Most people with gallstones that do not cause any symptoms ("silent" gallstones) do not require treatment. People with intermittent episodes of pain can try avoiding or reducing their intake of fatty foods, but dietary restriction rarely prevents pain or changes the progression of symptoms.

Gallstones in the Gallbladder: If gallstones in the gallbladder cause disruptive recurring attacks of pain, a doctor may recommend surgical removal of the gallbladder (cholecystectomy). Removal of the gallbladder causes no change in digestion. No special dietary restrictions are required after surgery. During cholecystectomy, the doctor may investigate the possibility of stones in the bile ducts.

About 90% of cholecystectomies are performed laparoscopically. In this method, the gallbladder is removed through tubes inserted through small incisions in the abdominal wall. Laparoscopic cholecystectomy has lessened the discomfort after surgery, shortened the length of hospital stays, and reduced sick leave time.

An alternative method of treating gallstone disease without removing the gallbladder involves dissolving gallstones with drugs. Ingestion of bile acids (ursodeoxycholic acid), for example, can dissolve some gallstones. Daily therapy can dissolve tiny stones in 6 months; larger stones may take up to 1 to 2 years. The success rate varies from about 80% for very small stones to less than 40% for large stones, which are the most common. However, even if the stones are successfully dissolved, half of the people so treated develop gallstones again within 5 years.
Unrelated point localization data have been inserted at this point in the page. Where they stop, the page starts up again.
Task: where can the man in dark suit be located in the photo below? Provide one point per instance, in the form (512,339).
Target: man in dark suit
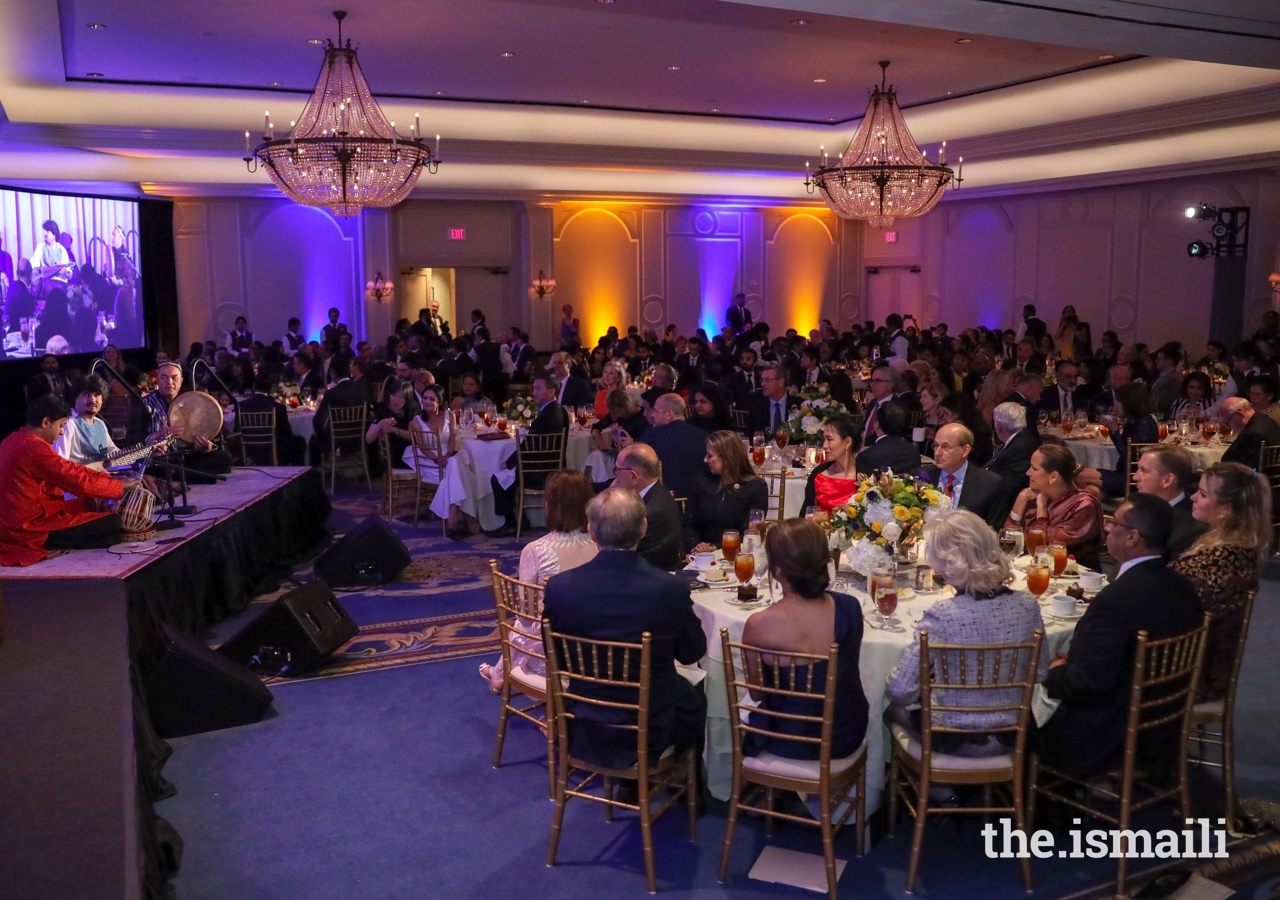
(551,419)
(680,446)
(970,488)
(291,448)
(662,546)
(1015,444)
(891,448)
(1063,397)
(1168,471)
(571,389)
(618,595)
(1086,734)
(769,409)
(1252,432)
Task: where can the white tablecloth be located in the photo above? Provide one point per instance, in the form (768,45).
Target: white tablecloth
(880,653)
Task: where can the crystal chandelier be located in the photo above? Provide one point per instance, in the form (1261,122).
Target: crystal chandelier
(883,174)
(343,152)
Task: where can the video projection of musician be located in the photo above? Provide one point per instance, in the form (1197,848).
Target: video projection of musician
(35,515)
(199,452)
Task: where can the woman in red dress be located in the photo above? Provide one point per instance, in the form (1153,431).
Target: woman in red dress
(836,480)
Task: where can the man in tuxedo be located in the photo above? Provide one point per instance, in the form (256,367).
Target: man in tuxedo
(1016,442)
(739,316)
(1168,471)
(551,419)
(680,444)
(572,391)
(769,409)
(970,488)
(662,546)
(1063,398)
(891,450)
(1086,734)
(617,595)
(289,448)
(1252,432)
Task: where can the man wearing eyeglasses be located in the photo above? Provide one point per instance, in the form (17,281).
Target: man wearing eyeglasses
(1086,734)
(769,409)
(662,544)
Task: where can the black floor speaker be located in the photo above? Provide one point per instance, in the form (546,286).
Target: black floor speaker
(295,633)
(370,553)
(192,689)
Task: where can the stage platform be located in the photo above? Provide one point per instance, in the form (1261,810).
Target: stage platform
(80,764)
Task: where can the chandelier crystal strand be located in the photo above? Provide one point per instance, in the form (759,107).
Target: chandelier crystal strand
(882,174)
(343,152)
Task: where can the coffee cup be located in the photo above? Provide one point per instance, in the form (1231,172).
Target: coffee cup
(704,561)
(1063,604)
(1091,580)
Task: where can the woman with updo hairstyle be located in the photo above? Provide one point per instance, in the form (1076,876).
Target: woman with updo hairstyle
(964,552)
(809,618)
(1234,506)
(1056,503)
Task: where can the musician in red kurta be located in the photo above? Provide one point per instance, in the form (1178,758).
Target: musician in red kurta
(35,516)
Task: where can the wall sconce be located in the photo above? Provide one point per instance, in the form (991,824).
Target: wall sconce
(543,286)
(379,289)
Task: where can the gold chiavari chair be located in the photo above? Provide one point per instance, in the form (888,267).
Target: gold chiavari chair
(840,784)
(257,432)
(520,627)
(538,456)
(347,432)
(617,670)
(955,679)
(1165,675)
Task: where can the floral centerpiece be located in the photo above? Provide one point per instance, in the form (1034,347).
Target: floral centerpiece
(520,411)
(885,515)
(816,407)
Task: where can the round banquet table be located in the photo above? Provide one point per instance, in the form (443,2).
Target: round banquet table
(880,653)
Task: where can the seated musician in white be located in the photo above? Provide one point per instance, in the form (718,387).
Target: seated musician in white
(86,438)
Gallstones in the Bile Ducts: Stones in the bile ducts can cause serious problems; therefore, they should be removed surgically or by endoscopic retrograde cholangiopancreatography (ERCP). With ERCP, an endoscope (a flexible viewing tube with surgical attachments) is passed through the mouth, down the esophagus, through the stomach, and into the small intestine (see Section 10, Chapter 134). A thin catheter is passed through the endoscope, into the sphincter of Oddi, and up into the common bile duct. Radiopaque dye (a dye that is visible on x-rays) is then injected through the catheter into the bile ducts, and x-rays are taken to detect any abnormalities.
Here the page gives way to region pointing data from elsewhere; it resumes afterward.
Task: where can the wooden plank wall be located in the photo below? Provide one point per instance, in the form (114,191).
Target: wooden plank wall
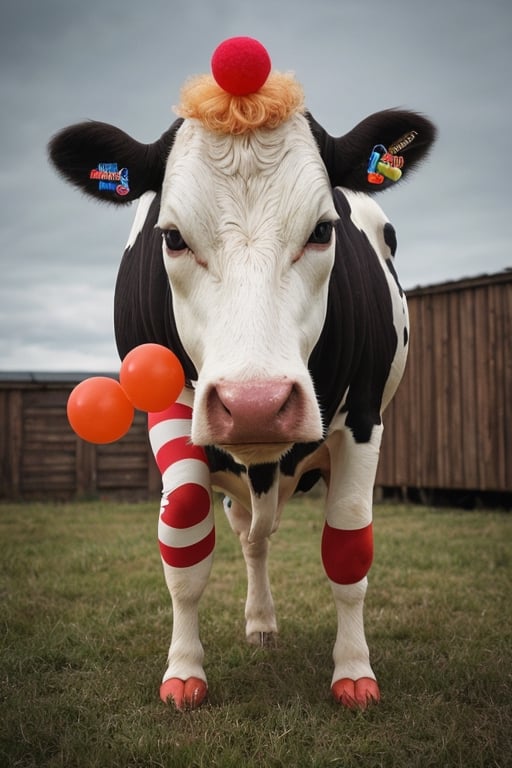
(42,458)
(450,425)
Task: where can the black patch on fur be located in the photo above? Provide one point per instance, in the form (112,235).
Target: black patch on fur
(390,238)
(143,310)
(77,150)
(346,158)
(358,341)
(261,477)
(220,461)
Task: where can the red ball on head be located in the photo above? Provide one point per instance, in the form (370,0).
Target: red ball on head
(99,411)
(241,65)
(152,377)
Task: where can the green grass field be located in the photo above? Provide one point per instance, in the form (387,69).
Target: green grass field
(86,622)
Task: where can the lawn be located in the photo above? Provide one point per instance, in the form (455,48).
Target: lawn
(86,622)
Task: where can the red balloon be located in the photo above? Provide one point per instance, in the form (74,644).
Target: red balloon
(240,65)
(99,411)
(152,377)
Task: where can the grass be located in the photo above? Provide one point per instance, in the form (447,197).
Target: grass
(86,621)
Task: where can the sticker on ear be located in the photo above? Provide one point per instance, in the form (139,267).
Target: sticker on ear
(110,179)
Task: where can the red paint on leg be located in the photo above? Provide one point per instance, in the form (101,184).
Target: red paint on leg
(184,694)
(356,694)
(347,555)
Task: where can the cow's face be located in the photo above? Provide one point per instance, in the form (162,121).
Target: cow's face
(248,246)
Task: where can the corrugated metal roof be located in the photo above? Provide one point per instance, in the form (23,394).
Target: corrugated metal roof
(49,377)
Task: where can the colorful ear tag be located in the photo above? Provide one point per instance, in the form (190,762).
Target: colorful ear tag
(383,164)
(111,179)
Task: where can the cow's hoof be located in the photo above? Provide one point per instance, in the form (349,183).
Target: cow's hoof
(356,694)
(263,639)
(184,694)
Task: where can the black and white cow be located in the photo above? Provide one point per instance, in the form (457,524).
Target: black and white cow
(258,255)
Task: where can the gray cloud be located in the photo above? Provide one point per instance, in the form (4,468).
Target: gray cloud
(124,62)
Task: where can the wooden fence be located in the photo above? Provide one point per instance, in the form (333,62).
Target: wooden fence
(42,458)
(450,426)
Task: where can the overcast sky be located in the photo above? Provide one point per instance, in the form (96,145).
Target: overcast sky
(123,62)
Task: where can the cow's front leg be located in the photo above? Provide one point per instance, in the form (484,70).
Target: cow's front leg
(260,618)
(347,552)
(186,537)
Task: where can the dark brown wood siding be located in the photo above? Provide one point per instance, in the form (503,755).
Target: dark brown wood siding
(450,425)
(42,458)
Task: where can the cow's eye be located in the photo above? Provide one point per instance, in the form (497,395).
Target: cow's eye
(321,235)
(174,240)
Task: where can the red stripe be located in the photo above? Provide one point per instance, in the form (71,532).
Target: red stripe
(175,411)
(188,505)
(184,557)
(347,555)
(177,449)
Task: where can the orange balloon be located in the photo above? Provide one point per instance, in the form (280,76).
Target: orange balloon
(152,377)
(99,411)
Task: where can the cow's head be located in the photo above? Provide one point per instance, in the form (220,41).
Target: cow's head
(248,242)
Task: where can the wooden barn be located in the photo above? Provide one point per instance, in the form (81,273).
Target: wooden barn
(450,426)
(448,430)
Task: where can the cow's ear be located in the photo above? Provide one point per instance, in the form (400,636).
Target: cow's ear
(107,164)
(408,136)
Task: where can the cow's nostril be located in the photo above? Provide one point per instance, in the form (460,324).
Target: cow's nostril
(289,403)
Most stones can be removed from the bile duct during the ERCP procedure. An instrument passed through the endoscope is used to cut the lower bile duct where it joins the duodenum (endoscopic sphincterotomy). Sometimes the stones spill out spontaneously into the duodenum once the cut is made. If not, a basket is passed up into the bile ducts, where it encircles and traps the stone. The basket is then pulled out through the endoscope. When the cut is made, the sphincter of Oddi (between the bile ducts and the duodenum) is opened wide enough to let any future stones that might obstruct the bile duct pass spontaneously into the small intestine and eventually exit in the stool.
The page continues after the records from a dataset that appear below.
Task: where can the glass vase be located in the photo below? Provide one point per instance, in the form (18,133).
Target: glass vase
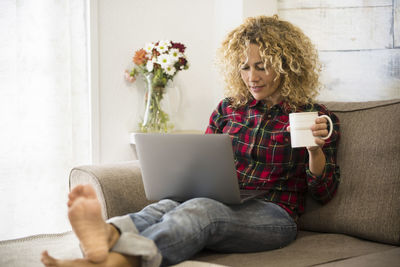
(155,119)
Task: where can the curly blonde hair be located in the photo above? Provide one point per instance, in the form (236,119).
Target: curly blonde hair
(284,47)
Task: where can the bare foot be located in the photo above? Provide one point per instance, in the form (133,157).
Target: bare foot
(93,232)
(113,260)
(81,191)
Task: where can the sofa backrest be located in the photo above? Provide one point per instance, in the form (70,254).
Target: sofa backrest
(367,204)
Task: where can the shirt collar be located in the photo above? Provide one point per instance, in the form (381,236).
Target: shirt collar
(283,106)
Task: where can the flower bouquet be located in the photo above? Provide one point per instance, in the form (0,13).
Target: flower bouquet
(158,63)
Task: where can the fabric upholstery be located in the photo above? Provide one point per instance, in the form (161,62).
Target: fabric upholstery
(119,186)
(309,249)
(367,203)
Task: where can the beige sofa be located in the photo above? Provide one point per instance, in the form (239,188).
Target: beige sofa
(359,227)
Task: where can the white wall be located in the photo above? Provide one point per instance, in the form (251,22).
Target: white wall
(124,26)
(358,42)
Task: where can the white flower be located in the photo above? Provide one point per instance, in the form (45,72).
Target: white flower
(170,70)
(175,54)
(164,60)
(149,47)
(150,65)
(163,46)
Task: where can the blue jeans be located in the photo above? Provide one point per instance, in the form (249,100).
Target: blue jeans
(180,230)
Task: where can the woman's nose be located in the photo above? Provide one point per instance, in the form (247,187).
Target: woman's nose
(253,75)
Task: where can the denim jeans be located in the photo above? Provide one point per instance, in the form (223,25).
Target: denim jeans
(180,230)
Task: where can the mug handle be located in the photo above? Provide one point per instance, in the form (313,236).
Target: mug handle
(330,126)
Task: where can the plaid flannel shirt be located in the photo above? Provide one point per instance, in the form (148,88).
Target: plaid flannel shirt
(265,159)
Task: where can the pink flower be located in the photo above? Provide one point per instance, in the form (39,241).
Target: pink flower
(129,77)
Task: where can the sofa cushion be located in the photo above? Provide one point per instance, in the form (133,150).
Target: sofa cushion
(309,249)
(367,203)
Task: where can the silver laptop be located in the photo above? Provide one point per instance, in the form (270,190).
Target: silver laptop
(185,166)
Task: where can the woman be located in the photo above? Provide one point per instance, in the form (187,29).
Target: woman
(270,69)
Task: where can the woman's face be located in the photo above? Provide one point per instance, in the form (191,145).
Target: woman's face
(260,82)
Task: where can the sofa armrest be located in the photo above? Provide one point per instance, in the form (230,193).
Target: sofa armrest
(119,186)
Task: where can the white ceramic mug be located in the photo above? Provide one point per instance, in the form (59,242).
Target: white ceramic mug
(300,128)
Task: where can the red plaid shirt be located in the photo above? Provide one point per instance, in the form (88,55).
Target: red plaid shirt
(265,159)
ERCP in combination with endoscopic sphincterotomy is successful in 90% of people. Gallstones located only in the gallbladder cannot be removed by this technique. Fewer than 1% of people who undergo this procedure die, and 3 to 7% experience complications, making this procedure a safer option than open abdominal surgery and exploration of the common duct. Immediate complications include bleeding, inflammation of the pancreas (pancreatitis), and perforation or infection of the bile ducts. In 2 to 6% of the people who undergo this procedure, the inflamed ducts narrow (stricture), and stones may develop here in the future.

Most people who have undergone ERCP and endoscopic sphincterotomy later have their gallbladder removed. Otherwise, they are at risk of developing acute gallbladder problems in later years or passing stones into the duct system, causing recurrent obstruction.